As climate impacts accelerate and uncertainty grows, communities across the country are redefining what it means to be resilient. In a fireside chat, Bavishi will explore how equity, local leadership and civic collaboration form the backbone of effective climate action, even as traditional systems face strain.Moderated by Elin Torell, director of the URI Coastal Institute, the conversation will draw on lessons from city halls, federal agencies, and frontline communities to highlight how resilience can endure and evolve from the ground up.
Bavishi is a nationally recognized expert in the field of
climate adaptation and resilience who has spent her career reimagining how
cities and communities prepare for climate change. She most recently served as
assistant secretary of Commerce for Oceans and Atmosphere and deputy
administrator at the National Oceanic and Atmospheric Administration (NOAA),
where she provided agency-wide direction for climate resilience, fisheries, and
coastal and ocean programs, including efforts related to NOAA’s implementation
of the Bipartisan Infrastructure Law and Inflation Reduction Act.
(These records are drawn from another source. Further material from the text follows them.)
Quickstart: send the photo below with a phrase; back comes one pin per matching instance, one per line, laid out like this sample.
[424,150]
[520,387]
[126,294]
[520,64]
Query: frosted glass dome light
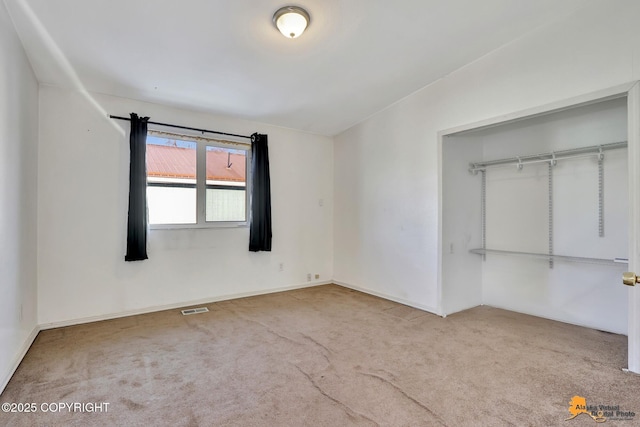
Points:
[291,21]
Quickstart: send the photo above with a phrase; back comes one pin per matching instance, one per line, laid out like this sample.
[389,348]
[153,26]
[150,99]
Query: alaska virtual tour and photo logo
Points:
[599,413]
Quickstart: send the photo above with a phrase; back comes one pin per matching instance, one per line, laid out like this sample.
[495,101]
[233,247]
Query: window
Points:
[196,182]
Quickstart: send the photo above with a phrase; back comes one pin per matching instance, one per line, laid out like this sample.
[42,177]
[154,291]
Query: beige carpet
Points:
[323,356]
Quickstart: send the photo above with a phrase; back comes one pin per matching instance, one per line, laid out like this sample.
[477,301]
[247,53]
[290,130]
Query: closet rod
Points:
[545,157]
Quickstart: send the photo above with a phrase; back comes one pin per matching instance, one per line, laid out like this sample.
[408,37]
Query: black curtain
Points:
[260,222]
[137,223]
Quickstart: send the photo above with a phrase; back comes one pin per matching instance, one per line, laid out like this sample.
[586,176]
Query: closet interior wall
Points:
[517,219]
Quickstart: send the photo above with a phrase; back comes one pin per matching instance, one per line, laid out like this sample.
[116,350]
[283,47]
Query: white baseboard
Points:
[18,359]
[403,301]
[109,316]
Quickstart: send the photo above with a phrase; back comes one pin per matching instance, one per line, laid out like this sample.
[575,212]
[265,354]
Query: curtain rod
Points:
[128,119]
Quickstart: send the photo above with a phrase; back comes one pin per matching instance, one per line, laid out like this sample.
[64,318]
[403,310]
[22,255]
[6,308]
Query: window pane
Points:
[226,184]
[171,181]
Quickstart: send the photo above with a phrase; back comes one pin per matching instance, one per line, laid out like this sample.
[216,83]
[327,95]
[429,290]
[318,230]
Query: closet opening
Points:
[535,216]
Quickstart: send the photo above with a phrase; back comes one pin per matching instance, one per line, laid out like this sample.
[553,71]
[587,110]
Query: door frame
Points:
[629,90]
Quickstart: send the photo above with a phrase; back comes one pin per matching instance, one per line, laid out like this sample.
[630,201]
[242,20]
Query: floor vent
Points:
[195,311]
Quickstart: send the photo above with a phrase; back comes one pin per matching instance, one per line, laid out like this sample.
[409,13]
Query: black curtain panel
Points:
[137,223]
[260,222]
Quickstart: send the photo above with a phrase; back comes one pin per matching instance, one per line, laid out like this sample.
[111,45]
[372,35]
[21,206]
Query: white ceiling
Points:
[225,56]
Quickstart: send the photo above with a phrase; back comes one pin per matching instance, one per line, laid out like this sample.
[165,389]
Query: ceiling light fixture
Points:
[291,21]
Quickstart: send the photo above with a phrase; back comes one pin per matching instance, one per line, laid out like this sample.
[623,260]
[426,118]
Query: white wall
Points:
[517,210]
[83,187]
[18,199]
[386,168]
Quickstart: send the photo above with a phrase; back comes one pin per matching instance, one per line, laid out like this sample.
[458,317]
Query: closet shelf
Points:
[549,257]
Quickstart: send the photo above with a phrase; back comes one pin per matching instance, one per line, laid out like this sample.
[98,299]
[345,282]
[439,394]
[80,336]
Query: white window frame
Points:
[201,180]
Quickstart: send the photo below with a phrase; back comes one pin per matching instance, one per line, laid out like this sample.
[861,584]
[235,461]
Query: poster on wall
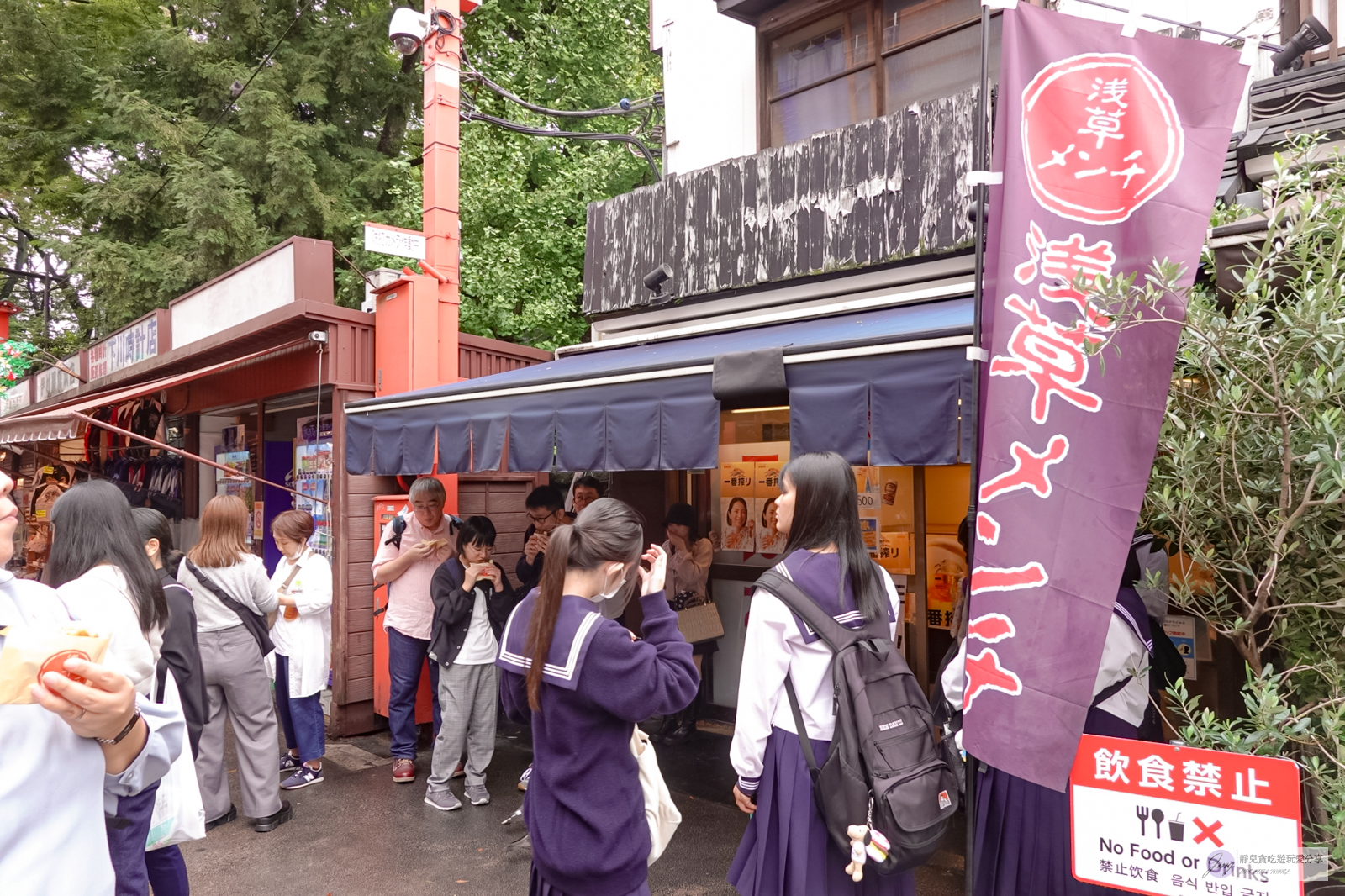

Previously, Bavishi acted as director of New York City’s
Office of Climate Resiliency, overseeing the implementation of climate
resilience strategies for the nation’s largest city. She also worked as
associate director for climate preparedness at the White House Council on
Environmental Quality. Her work connects national policy to neighborhood-scale
action, helping shape a more just and durable approach to resilience. Bavishi
holds a master’s degree in city planning from the Massachusetts Institute of Technology
and a bachelor’s degree in public policy and cultural anthropology from Duke
University.
The Charles and Marie Fish Lecture is an annual public
lecture endowed by the family of Charles and Marie Fish. The Fishes established
a marine biological program at the University of Rhode Island in 1935 and
eventually a graduate program in oceanography at the Narragansett Marine
Laboratory, which later became the URI Graduate School of Oceanography.